Extract a CA certificate bundle from macOS Keychain

How to export CA root certificates from macOS keychain as a PEM file that can be used with tools that don't easily integrate with the system trust store (e.g. almost anything UNIX-y). Posted by Thomas Sutton on January 20, 2024

How to generate a PEM file containing the trusted CA certificates in your macOS Keychain.
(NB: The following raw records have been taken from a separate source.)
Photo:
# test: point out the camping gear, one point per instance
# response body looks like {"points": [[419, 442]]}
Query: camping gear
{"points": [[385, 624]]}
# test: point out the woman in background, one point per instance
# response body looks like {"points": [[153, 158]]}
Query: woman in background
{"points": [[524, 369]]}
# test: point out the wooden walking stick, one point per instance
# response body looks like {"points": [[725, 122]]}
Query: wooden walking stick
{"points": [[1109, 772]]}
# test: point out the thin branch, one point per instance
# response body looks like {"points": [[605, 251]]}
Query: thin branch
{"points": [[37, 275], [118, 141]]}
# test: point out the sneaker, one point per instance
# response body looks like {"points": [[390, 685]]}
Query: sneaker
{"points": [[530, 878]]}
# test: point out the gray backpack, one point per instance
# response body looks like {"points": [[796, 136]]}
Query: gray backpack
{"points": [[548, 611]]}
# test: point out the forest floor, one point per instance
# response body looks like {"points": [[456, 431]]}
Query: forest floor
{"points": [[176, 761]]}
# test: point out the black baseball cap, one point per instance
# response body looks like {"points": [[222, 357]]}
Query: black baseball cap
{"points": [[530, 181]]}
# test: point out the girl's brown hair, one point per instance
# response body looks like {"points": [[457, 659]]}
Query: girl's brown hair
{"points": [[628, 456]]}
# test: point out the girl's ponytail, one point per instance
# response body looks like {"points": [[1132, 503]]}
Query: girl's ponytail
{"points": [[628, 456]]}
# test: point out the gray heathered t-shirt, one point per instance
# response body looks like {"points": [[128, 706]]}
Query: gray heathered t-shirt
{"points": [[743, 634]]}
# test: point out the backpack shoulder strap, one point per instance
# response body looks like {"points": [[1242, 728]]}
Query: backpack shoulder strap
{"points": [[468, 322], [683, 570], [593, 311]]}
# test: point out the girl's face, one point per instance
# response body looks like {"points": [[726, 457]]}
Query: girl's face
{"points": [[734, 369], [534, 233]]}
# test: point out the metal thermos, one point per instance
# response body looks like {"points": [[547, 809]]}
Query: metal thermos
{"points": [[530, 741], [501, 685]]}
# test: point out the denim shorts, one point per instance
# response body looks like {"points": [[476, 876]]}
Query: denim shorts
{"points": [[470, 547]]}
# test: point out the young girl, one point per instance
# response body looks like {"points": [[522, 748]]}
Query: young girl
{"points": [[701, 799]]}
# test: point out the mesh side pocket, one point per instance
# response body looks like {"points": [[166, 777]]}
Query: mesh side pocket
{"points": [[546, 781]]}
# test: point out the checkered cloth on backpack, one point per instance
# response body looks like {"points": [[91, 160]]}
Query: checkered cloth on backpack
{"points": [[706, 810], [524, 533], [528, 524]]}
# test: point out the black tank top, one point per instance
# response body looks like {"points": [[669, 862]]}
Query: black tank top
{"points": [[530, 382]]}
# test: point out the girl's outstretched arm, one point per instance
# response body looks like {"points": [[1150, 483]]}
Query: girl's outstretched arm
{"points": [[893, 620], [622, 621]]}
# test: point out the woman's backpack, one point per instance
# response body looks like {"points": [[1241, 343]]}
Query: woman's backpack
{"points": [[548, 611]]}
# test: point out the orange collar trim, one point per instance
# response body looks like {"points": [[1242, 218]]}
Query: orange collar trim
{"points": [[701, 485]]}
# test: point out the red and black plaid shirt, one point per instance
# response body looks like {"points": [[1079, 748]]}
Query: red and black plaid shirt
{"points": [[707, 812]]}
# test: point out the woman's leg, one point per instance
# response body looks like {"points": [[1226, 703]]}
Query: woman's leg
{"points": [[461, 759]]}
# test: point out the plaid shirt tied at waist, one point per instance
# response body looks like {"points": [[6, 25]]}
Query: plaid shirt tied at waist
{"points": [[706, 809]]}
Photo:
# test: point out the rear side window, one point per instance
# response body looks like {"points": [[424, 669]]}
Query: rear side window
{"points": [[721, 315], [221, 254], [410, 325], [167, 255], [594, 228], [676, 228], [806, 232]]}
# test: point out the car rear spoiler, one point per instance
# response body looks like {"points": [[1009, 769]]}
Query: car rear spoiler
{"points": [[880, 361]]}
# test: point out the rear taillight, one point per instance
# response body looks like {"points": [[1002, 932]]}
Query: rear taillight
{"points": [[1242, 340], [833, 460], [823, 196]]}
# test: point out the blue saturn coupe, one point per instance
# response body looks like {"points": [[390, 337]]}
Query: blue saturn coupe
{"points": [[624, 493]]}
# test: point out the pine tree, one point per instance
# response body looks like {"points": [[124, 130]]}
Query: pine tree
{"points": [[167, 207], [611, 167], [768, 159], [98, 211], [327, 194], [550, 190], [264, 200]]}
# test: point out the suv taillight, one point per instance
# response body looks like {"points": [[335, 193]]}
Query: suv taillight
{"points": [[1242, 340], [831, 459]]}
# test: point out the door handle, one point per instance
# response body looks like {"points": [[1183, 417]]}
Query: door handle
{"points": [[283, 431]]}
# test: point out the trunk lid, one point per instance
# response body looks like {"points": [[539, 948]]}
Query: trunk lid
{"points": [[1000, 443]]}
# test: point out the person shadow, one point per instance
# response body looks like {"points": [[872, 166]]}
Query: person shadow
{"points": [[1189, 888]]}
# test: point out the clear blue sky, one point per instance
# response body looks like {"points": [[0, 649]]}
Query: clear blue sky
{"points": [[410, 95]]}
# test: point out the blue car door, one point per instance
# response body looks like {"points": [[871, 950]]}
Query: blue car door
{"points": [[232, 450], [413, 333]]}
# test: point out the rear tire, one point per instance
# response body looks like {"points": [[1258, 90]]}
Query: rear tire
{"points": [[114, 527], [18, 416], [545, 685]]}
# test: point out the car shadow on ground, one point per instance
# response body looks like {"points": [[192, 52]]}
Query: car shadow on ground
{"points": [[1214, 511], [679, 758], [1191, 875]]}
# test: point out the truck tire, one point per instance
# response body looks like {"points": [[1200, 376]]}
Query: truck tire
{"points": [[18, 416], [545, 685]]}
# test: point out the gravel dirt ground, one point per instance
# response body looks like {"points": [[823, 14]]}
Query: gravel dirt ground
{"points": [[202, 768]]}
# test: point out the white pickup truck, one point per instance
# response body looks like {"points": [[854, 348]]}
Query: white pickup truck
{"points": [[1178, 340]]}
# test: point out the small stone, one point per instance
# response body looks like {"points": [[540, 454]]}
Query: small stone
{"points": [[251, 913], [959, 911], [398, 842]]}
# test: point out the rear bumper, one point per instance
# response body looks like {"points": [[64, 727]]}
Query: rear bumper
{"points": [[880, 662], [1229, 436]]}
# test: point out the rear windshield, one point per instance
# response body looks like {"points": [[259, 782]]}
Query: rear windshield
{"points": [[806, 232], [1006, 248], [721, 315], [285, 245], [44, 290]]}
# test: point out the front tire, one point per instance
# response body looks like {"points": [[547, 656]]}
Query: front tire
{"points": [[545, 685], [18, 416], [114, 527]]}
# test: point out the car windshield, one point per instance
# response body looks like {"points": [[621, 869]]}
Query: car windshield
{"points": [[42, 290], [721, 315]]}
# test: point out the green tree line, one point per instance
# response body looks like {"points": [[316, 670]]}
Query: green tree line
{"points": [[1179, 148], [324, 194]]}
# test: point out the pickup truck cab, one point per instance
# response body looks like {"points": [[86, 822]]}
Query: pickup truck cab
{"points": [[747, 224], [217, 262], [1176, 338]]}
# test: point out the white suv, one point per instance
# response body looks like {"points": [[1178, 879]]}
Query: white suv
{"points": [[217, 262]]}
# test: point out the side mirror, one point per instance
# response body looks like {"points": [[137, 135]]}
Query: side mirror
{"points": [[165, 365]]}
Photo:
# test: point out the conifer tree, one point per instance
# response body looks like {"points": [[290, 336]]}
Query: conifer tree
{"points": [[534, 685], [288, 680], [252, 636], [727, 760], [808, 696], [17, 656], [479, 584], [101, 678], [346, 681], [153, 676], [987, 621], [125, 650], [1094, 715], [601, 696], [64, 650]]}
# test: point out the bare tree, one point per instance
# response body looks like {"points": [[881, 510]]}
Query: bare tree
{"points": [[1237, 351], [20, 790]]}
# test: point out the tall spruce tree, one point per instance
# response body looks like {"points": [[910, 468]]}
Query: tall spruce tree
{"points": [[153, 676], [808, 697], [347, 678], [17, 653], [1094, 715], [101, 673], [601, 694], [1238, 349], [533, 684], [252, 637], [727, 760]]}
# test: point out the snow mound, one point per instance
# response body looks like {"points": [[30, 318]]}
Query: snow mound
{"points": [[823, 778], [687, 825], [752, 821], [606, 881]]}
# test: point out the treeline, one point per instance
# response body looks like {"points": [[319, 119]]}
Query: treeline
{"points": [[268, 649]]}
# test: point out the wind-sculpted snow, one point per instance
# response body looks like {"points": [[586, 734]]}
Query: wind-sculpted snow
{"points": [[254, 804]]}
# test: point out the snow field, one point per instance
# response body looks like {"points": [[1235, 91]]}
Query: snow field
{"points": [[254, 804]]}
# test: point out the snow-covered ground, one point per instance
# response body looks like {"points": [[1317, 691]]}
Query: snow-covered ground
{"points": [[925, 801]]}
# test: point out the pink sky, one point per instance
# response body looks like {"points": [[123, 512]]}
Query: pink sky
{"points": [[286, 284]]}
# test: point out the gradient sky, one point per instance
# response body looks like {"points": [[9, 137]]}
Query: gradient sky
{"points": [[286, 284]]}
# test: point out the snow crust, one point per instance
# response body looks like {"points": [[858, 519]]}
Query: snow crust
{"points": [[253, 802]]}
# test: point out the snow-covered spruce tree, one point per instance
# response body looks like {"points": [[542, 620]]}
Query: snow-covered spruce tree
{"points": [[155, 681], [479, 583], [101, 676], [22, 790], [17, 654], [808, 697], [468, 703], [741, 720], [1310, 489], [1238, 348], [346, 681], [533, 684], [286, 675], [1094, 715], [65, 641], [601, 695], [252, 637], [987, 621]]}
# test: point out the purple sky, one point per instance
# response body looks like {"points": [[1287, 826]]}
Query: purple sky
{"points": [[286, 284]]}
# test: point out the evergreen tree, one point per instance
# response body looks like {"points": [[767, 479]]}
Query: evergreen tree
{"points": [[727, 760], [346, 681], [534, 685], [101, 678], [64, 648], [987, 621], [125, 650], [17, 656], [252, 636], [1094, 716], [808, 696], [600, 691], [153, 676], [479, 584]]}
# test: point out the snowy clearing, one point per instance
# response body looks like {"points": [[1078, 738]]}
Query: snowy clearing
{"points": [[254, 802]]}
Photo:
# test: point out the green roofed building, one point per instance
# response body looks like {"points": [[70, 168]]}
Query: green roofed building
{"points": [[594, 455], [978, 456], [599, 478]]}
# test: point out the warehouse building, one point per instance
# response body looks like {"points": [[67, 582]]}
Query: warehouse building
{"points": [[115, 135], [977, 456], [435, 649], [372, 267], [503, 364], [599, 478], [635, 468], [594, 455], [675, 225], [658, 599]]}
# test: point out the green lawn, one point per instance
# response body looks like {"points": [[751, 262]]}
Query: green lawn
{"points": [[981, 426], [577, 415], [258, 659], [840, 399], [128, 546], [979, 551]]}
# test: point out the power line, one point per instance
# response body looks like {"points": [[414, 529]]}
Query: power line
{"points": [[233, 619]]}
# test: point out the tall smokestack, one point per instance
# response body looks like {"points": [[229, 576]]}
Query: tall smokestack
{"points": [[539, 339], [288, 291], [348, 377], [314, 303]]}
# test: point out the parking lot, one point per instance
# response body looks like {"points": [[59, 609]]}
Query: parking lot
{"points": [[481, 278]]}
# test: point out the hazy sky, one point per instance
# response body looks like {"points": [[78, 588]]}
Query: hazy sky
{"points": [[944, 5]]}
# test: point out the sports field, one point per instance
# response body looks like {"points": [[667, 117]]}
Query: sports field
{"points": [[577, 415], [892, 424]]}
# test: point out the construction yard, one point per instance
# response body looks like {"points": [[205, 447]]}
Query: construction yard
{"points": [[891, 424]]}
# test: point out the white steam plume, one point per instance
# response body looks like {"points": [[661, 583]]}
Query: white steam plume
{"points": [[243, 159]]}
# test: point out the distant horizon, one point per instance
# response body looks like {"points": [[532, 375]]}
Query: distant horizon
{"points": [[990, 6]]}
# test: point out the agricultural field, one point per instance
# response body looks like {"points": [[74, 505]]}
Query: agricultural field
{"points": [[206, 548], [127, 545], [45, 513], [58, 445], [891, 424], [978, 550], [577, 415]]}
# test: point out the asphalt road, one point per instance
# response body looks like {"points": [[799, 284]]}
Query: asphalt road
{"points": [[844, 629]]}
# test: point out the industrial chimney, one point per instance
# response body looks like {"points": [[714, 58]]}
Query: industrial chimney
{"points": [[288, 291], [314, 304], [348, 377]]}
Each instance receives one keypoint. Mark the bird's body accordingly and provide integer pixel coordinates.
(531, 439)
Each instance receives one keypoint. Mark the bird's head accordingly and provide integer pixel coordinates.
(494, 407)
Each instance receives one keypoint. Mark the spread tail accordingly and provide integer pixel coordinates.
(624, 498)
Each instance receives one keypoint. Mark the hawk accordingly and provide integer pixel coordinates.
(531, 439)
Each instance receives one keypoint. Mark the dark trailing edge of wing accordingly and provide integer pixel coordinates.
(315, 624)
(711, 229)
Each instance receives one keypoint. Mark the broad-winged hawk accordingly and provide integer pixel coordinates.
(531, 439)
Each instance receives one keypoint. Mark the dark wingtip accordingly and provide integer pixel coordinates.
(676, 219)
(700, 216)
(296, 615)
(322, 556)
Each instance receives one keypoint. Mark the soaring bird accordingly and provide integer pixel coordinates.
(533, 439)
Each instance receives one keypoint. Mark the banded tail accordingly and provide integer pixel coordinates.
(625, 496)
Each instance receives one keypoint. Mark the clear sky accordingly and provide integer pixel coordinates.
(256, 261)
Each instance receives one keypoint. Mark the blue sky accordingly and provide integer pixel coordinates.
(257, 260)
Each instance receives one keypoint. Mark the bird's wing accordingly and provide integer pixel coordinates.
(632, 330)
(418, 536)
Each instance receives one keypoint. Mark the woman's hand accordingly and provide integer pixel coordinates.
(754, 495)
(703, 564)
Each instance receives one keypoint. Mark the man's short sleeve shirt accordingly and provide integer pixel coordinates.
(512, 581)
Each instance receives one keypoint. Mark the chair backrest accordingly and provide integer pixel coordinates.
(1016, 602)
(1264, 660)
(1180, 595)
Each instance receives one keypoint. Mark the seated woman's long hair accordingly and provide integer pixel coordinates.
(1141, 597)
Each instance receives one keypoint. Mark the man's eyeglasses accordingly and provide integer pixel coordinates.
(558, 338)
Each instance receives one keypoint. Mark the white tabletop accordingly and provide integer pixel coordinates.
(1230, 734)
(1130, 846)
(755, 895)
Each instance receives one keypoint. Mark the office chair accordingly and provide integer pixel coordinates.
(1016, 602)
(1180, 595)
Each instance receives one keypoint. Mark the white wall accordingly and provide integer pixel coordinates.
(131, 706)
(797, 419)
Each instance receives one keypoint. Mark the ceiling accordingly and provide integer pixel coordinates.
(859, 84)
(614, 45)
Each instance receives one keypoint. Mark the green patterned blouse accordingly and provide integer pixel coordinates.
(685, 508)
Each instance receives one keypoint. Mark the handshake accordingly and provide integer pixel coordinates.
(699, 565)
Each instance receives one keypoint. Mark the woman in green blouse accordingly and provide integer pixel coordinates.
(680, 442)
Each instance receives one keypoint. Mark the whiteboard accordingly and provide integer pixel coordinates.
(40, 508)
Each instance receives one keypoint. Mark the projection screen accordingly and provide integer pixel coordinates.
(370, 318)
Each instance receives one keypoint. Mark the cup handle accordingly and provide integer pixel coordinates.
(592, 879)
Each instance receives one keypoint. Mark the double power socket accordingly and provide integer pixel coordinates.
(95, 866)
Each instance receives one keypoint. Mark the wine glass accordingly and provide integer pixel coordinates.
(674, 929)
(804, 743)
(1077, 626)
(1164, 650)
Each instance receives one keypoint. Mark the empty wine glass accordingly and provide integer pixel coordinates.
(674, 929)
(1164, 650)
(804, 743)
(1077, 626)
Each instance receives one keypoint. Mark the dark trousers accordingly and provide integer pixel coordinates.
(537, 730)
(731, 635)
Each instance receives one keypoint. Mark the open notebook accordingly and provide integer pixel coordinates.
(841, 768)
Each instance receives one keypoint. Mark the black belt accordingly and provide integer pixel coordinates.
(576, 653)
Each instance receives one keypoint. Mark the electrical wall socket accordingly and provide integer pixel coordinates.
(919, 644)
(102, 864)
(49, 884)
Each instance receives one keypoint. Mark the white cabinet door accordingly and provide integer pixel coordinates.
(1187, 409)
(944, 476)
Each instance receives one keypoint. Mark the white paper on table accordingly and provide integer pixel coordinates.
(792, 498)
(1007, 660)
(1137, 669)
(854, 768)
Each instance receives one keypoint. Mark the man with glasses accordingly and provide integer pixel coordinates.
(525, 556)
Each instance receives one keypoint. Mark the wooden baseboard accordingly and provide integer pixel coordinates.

As described in this answer on Stack Exchange you can use the security tool added in Mac OS X 10.3:

security find-certificate -a -p /System/Library/Keychains/SystemRootCertificates.keychain > cacerts.pem

security find-certificate -a -p /Library/Keychains/System.keychain >> cacerts.pem

If there are missing CA certificates you need to trust, just append them to the end of the file:

cat MyTlsStrippingCorporateProxyCA.pem >> cacerts.pem

You can store the cacerts.pem file somewhere convenient – maybe somewhere under ~/Library/ would be sensible on macOS – and then export the many and varied environment variables that will configure various tools to use the file:

export AWS_CA_BUNDLE="$HOME/Library/cacerts.pem"
export CURL_CA_BUNDLE="$HOME/Library/cacerts.pem"
export HTTPLIB2_CA_CERTS="$HOME/Library/cacerts.pem"
export REQUESTS_CA_BUNDLE="$HOME/Library/cacerts.pem"
export SSL_CERT_FILE="$HOME/Library/cacerts.pem"
export NODE_EXTRA_CA_CERTS="$HOME/Library/cacerts.pem"

This post was published on January 20, 2024 and last modified on January 26, 2024. It is tagged with: howto, certificates, python, curl, openssl, keychain.